The story of Yaakov’s sons skips over his ten oldest sons to Yosef, Rachel’s firstborn. Yosef, his conflict with his brothers, his slavery in Egypt, his rise to power in Egyptand his incredible achievements dominate the narrative. If we were to be named for one of Yaakov’s sons, we would expect to be not Jews but Josephs. What advantage does Yehudah have over Yosef? Why were the tribes of Yosef, Ephraim and Menashe, exiled while Yehudah remained?

At first glance, the quest appears hopeless. Yehudah convinces the brothers to sell rather than kill Yosef. He should have saved him instead. Yehudah ends up fathering his widowed daughter-in-law’s children by mistake. Even if we follow the Ritva that this was Levirate marriage (yibum) and not a sin, Yehudah does not come out smelling of roses.

In contrast, Yosef takes his bad fortune with dignity, never loses his faith and is a blessing to his masters and eventually the entire Middle East. Far from his family, with no hope of freedom, he prefers prison to the advances of his master Potiphar’s wife. He escapes her attempts at seduction only through the exercise of great will power, for which he gains the title “HaTzadik”, the righteous one, in Jewish lore. Yosef is clearly far more righteous than his brother Yehudah.

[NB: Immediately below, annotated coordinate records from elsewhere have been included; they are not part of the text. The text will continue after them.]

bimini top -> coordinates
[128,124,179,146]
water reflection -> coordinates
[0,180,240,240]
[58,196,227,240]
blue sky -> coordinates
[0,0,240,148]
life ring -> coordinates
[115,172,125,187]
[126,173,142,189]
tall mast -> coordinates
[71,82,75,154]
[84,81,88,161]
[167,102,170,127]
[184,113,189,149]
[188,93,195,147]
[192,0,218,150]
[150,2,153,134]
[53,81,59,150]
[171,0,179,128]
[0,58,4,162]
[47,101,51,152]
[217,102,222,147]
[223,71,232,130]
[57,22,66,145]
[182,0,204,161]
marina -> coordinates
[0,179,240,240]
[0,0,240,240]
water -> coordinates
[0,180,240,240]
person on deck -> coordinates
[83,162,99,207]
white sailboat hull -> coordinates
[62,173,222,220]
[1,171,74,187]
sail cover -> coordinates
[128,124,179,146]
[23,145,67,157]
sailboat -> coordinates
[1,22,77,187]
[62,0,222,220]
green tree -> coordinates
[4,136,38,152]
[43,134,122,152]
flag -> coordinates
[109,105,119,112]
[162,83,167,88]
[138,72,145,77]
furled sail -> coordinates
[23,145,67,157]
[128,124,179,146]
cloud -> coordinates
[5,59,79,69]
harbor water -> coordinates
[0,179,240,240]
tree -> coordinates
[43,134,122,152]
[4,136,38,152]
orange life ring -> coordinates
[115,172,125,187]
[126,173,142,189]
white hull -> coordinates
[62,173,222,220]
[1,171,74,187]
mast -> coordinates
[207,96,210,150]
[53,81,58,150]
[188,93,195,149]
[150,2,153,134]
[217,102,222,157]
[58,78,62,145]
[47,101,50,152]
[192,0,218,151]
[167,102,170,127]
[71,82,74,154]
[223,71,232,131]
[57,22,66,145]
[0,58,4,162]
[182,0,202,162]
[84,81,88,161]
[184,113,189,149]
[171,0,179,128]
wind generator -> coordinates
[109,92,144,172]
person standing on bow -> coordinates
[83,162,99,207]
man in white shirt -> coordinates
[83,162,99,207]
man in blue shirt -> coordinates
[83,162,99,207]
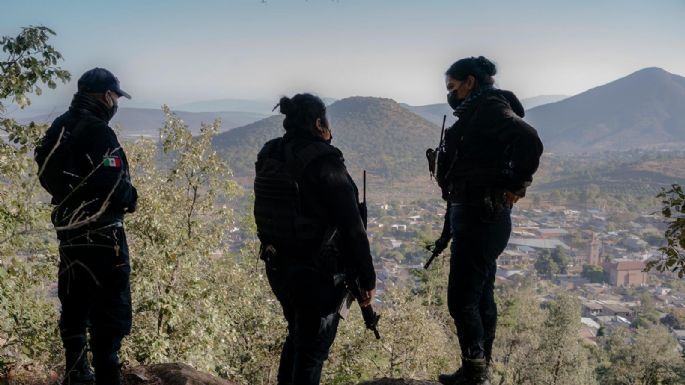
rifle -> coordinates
[335,170,381,340]
[426,115,447,178]
[423,202,452,270]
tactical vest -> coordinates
[254,138,340,246]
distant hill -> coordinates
[402,95,568,127]
[526,68,685,153]
[521,95,569,111]
[20,108,267,137]
[174,97,335,116]
[214,97,440,179]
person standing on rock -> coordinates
[35,68,138,385]
[254,94,376,385]
[437,56,543,385]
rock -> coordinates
[124,364,236,385]
[358,377,440,385]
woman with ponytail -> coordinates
[437,56,543,385]
[254,94,376,385]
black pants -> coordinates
[447,205,511,360]
[58,224,132,376]
[266,255,342,385]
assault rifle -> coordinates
[336,170,381,340]
[426,115,447,178]
[423,202,452,270]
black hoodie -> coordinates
[437,90,543,202]
[35,93,138,228]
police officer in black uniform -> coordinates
[35,68,137,385]
[437,56,543,385]
[254,94,376,385]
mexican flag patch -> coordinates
[102,156,121,168]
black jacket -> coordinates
[437,90,543,202]
[257,134,376,290]
[35,94,138,227]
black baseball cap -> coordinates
[78,68,131,99]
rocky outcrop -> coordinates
[124,364,236,385]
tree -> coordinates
[647,184,685,278]
[598,326,685,385]
[0,26,70,377]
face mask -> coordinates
[107,91,119,121]
[447,90,464,111]
[110,103,119,119]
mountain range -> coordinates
[402,95,568,127]
[214,97,440,180]
[526,68,685,154]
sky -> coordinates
[0,0,685,107]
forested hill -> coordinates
[214,97,440,179]
[526,68,685,154]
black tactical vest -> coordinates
[254,138,340,246]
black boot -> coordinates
[438,358,490,385]
[62,349,95,385]
[91,334,122,385]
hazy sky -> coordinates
[0,0,685,106]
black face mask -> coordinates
[447,90,464,111]
[109,103,119,120]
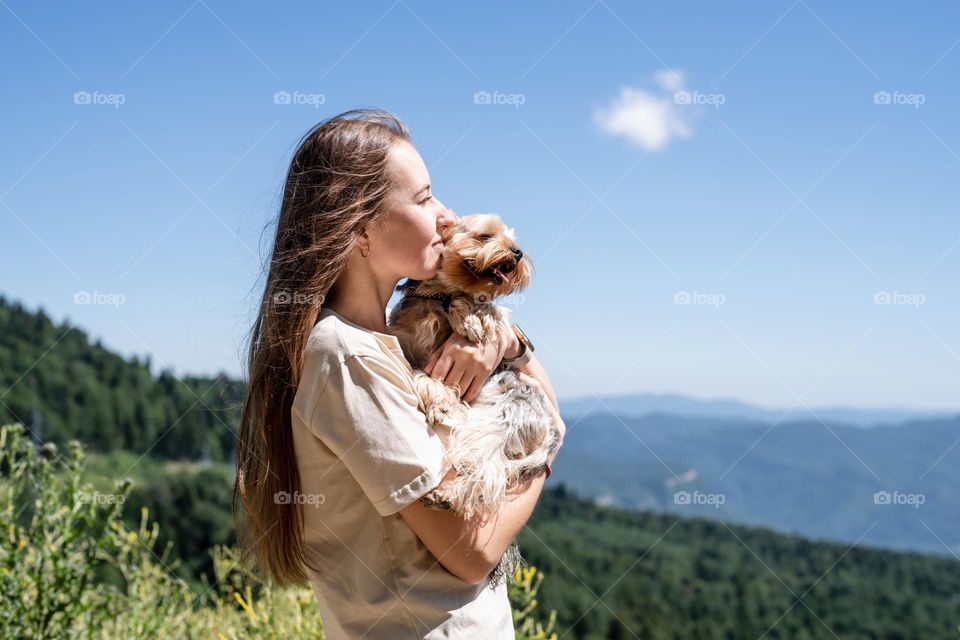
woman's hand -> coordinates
[423,331,519,403]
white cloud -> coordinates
[594,69,693,151]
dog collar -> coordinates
[403,287,453,312]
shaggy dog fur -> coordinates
[388,214,562,588]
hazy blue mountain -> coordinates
[550,413,960,554]
[560,393,957,427]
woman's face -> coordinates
[368,141,456,280]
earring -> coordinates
[360,229,370,258]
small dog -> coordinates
[387,214,562,518]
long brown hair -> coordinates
[233,109,410,584]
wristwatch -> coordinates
[501,322,534,369]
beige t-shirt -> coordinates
[291,308,515,640]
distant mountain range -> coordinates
[560,393,960,427]
[550,412,960,555]
[0,296,960,554]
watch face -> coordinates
[513,323,534,351]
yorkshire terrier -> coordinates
[387,214,563,584]
[387,214,562,518]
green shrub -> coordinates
[0,425,556,640]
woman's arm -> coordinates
[400,358,566,584]
[400,469,546,584]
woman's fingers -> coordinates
[517,370,543,390]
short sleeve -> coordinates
[306,354,444,517]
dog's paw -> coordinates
[462,316,487,344]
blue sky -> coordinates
[0,0,960,409]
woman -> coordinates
[234,110,563,640]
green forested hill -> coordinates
[520,485,960,640]
[0,297,243,461]
[0,298,960,640]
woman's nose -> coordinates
[437,207,457,227]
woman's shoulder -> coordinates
[306,313,382,364]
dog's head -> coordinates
[437,213,532,298]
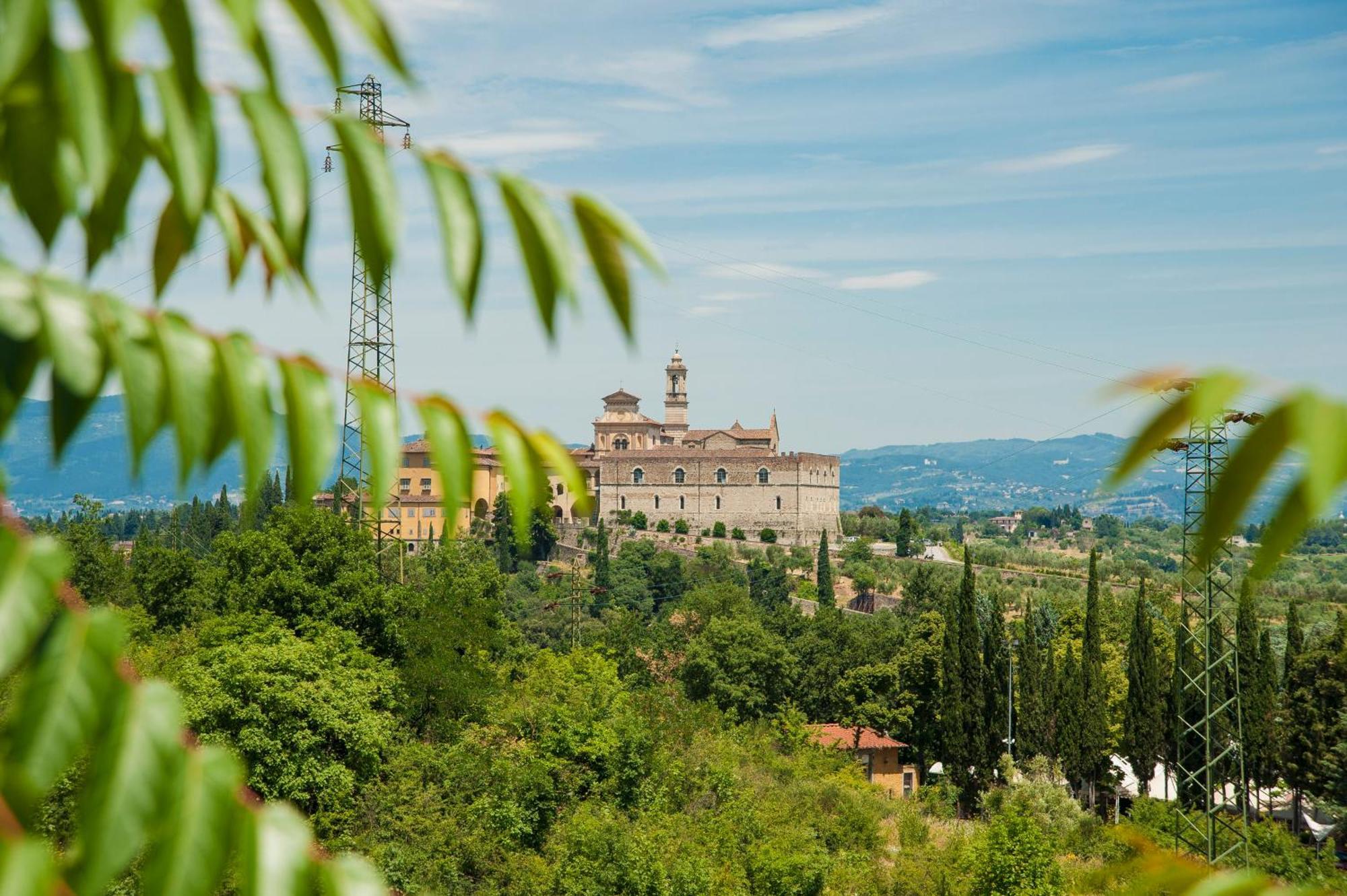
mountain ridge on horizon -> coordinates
[0,394,1336,519]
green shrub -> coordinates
[968,811,1065,896]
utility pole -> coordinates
[1169,412,1258,865]
[323,75,411,566]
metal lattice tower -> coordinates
[1175,413,1249,864]
[323,75,411,554]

However, Yehudah has an incredible quality that Yosef never shows. Yehudah did not do enough to save his father’s favourite son Yosef from slavery. But when Yosef, viceroy of Egypt, hiding his true identity, puts his brothers to the test, Yehudah repents in the fullest manner possible. He offers himself as a slave in order to save his father’s current favourite son, Binyamin, from slavery. Yehudah did not treat his widowed daughter-in-law Tamar properly. But when Tamar privately confronts him with the evidence, Yehudah repents in the fullest possible way. He reveals his guilt in public and endures the embarrassment, even though it would have been extremely easy to conceal it.

In all the tests that we have endured as a people, it has not been enough to be perfectly righteous, to be Josephs. We all make mistakes. It is Yehudah’s power of complete repentance that allows us to correct our mistakes, to return to our tradition after assimilating, to return to our land after exile. The secret of our survival is in our name: Ave Judea!